We considered an off-the-shelf estimator from the existing literature (Bhamidipati & Gao, 2020a; Shepard & Humphreys, 2014) on GPS-vision localization in urban areas. The off-the-shelf GPS-vision estimator considers the same measurement models as that of the proposed ILA technique discussed earlier in Section 3.1. Utilizing the most recent history of input measurements from GPS and vision, we designed a cost function using the Huber M-estimator (Huber, 2004) that is comprised of a summation of the following residuals: GPS pseudoranges, pixel intensities, and system motion dynamics. Thereafter, we executed graph optimization using the Levenberg Marquardt method (Laurakis, 2005) to simultaneously localize both the system and key image pixels. From heuristic analysis, we chose the Huber constant for the M-estimator as 4.32. To maintain uniformity, both the off-the-shelf estimator and the proposed ILA technique shared the same initialization procedure.

As seen in Figure 8, the initialization procedure of the proposed ILA technique was performed in two stages: camera calibration and GPS-vision calibration. Referring to the existing works (Bhamidipati & Gao, 2020a; Engel et al., 2018), we followed a standard calibration procedure for the camera comprised of intrinsic calibration, removal of radial distortion, and photometric calibration.
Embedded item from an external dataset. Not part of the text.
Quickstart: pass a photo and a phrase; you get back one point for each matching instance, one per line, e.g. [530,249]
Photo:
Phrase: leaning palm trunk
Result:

Using several images taken from different positions, we estimated the intrinsic parameters (i.e., *f _{x}, f_{y}, c_{x}, and c_{y}*) that mapped the 2D image frame to the 3D coordinates of the camera frame, and vice-versa, which are denoted by π and π

^{−1}in Equation (7), respectively.

During the camera calibration stage of initialization, we also estimated the radial distortion coefficients associated with the field-of-view (FOV) distortion model (Li et al., 2015) that converts the 2D pixel coordinates of the image frame from a distorted space to an undistorted one. These undistorted 2D pixel coordinates are given to the vision measurement model described earlier in Equations (7) and (8). Furthermore, we performed a photometric calibration that mapped the real-world energy received by a pixel (irradiance) to the respective intensity value. This photometric camera calibration (Engel et al., 2018), which accounted for lens attenuation, gamma correction, and known exposure times, increased the accuracy and robustness of our vision measurement model that is based on pixel intensity analysis.
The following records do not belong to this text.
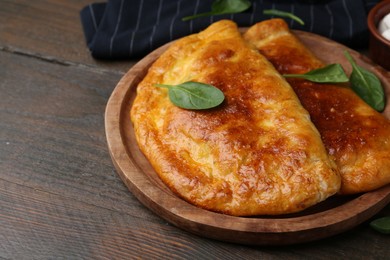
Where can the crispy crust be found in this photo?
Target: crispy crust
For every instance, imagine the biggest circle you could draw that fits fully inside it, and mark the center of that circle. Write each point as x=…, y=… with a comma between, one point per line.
x=258, y=153
x=356, y=136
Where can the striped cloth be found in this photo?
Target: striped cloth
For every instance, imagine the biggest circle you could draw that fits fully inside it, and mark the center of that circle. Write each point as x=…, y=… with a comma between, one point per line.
x=123, y=29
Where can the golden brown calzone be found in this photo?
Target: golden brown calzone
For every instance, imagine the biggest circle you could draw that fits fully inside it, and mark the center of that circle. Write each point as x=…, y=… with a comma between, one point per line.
x=257, y=153
x=355, y=135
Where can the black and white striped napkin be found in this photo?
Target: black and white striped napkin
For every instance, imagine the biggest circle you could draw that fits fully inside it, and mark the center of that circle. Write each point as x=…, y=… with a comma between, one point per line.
x=123, y=29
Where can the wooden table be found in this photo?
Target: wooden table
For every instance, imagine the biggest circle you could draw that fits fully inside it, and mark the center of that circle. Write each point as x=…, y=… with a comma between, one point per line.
x=60, y=196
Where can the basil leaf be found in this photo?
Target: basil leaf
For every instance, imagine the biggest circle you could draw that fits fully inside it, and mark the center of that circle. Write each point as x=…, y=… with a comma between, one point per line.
x=223, y=7
x=381, y=225
x=366, y=85
x=194, y=95
x=284, y=14
x=332, y=73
During the GPS-vision calibration step (the second stage of initialization), the system executes a random motion both in terms of rotation and translation for a couple of *K _{calib}* time iterations, say from

*k*= –

*K*to

_{calib}*k*= −1. In this step, we performed an extrinsic calibration and scale factor estimation. This step is conducted in fairly open-sky settings (i.e., no simulated multipath in GPS measurements) with the presence of feature-rich conditions for the camera, such as a fence, billboards, trees, etc. Referring to Bhamidipati and Gao (2020a) and Chen et al. (2018), we set the global reference frame to be the GPS frame at the start of the calibration step, which denoted the East-North-Up (ENU) coordinate system whose center is fixed to the receiver location.
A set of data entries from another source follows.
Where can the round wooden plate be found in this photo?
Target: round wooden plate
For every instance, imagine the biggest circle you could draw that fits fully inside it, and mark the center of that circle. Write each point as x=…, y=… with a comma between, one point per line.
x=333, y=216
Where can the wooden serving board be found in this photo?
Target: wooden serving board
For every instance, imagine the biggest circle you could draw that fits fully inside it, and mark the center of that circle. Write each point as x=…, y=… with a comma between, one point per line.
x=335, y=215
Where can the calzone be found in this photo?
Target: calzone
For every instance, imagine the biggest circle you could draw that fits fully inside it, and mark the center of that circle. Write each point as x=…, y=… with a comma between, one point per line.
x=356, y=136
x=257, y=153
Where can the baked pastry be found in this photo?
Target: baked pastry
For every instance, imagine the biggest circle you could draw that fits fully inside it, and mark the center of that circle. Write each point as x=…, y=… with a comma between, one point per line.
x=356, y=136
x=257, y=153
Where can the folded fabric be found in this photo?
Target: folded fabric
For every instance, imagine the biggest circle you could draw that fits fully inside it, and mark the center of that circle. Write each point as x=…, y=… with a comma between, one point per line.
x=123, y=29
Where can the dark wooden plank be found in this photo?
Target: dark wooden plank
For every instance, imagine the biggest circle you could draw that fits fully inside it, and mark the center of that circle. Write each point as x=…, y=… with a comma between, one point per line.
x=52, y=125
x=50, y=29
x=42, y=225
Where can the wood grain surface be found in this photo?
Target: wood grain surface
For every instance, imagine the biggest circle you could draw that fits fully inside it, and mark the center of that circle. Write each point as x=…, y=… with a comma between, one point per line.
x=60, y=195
While the GPS and camera frames were fixed to the GPS receiver and monocular camera, respectively, and therefore, were able to change based on the system dynamics, the relative translation and rotation between the GPS receiver and camera was still fixed and known. Using this information in extrinsic calibration, we estimated the frame transformation between the GPS frame and the camera frame.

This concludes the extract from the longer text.